At the moment we're using "detect" to guess encoding on urls, maybe we should try utf-8 first always, and if it fails, try and guess
kepstin-laptop
yeah, ä is 0xC3 0xA4 in UTF-8
nikki
I would just use utf-8 first and if it fails, leave it encoded
ocharles
nikki: the problem is then we can't display a pretty wikipedia name
nikki
why not?
wikipedia uses utf-8
kepstin-laptop
nikki: some of the wikipedias don't.
ocharles
nikki: the examples in that ticket isn't utf-8
nor is that de. url above
oh, sorry
that one is
but the one in the ticket is latin-1
nikki
actually they do. that example redirects
I only left it unedited so that I had an example I could find
ocharles
so we'd have to resolve the URL to display it, which is also not really an option
here's my real suggestion
kepstin-laptop
ocharles: you could leave them unencoded, until someone comes along and fixes them to use the correct UTF-8 url.
nikki
kepstin-laptop: exactly
ocharles
Add/editing URLs should only allow utf-8 encoding.
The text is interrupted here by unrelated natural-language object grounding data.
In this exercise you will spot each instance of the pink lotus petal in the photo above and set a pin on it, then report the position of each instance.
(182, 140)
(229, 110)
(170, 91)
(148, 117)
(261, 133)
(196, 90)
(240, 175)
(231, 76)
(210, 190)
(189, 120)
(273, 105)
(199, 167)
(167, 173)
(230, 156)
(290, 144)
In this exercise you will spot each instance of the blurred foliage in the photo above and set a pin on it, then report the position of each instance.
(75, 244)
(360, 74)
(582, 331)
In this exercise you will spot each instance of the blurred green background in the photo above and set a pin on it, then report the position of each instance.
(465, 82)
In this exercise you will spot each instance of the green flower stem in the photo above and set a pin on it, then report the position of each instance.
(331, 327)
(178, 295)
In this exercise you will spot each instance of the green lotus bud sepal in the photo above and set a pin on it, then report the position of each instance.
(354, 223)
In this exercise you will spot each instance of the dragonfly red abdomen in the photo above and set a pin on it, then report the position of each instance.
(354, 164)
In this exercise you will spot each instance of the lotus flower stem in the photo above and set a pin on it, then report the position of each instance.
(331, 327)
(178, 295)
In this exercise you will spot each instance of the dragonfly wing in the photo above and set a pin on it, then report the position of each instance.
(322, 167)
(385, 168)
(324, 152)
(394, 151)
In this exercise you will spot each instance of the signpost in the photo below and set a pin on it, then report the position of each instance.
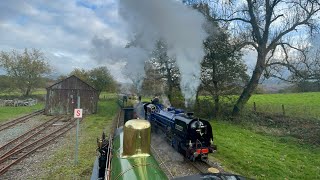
(77, 114)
If it's not utf-8, we present a user with a list of how it would look in various encodings, and they can correct it
nikki
that's what we did pre-ngs and it worked just fine
ocharles
In the database, we need to find a list of URLs that aren't utf-8, and just clean them up
kepstin-laptop
ocharles: presumably there are some legacy sites that don't use UTF-8 in urls tho; you can't just convert them, you'll get 404s.
ocharles
and we need to ensure that we *only* store utf-8 encoding in the database
nikki
and when a site only accepts non-utf-8? we tell the user they can't add it because we can't implement somehting we used to have?
ocharles
ok, then we need to store the encoding
nikki
I don't know why you're making it so bloody complicated
ocharles
getting emotional isn't going to help...
nikki
no, it isn't
ocharles
i'm not making it complicated, I'm making it correct
ocharles shrugs
kepstin-laptop
well, character sets are hard to detect, and requiring a user to manually select one would be quite a pain.
ocharles
kepstin-laptop: I was going to hide that complexity to the user though
instead of saying "is this utf-8 or latin-1" just say "which of these looks correct?"
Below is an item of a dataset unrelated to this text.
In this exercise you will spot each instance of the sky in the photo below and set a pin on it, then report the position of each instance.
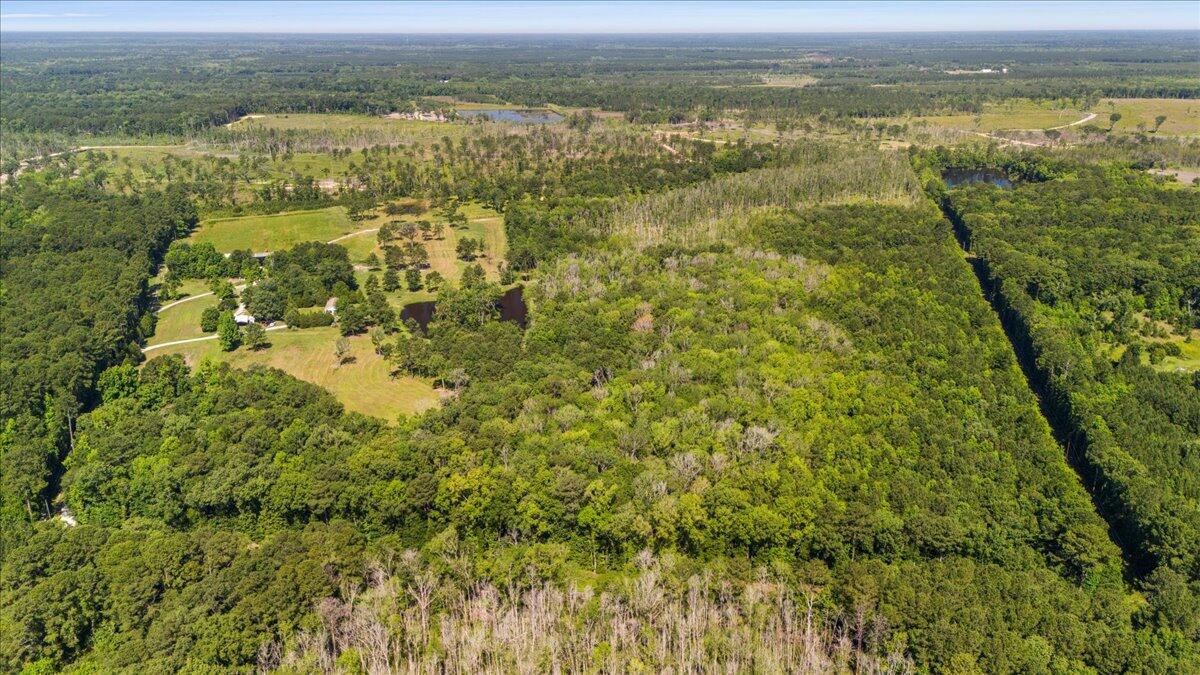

<option value="encoding scheme">[ url in that encoding ]</option>
kepstin-laptop
ocharles: so, an imcomplete list? what do you pick if none are correct?
ijabz joined the channel
ocharles
kepstin-laptop: how would that be the case?
kepstin-laptop
ocharles: there are a lot of character sets.
ocharles
right
kepstin-laptop
so either a very long list, or an incomplete list :/
ocharles
well, the list would only display stuff that successful decodes from the bytes in the url to text
kepstin-laptop
for something that honestly really doesn't matter that much.
ocharles
it matters if we want to display them human readable
(in the wikipedia case)
kepstin-laptop
right now, all the sites where you use a human-readable version take UTF-8.
and the random urls to things like blogs, etc. don't have a human-readable name - none would make sense, so the character encoding doesn't matter.
ocharles
so what was nikki trying to suggest? if it doesn't decode, then just display the URL and nothing else?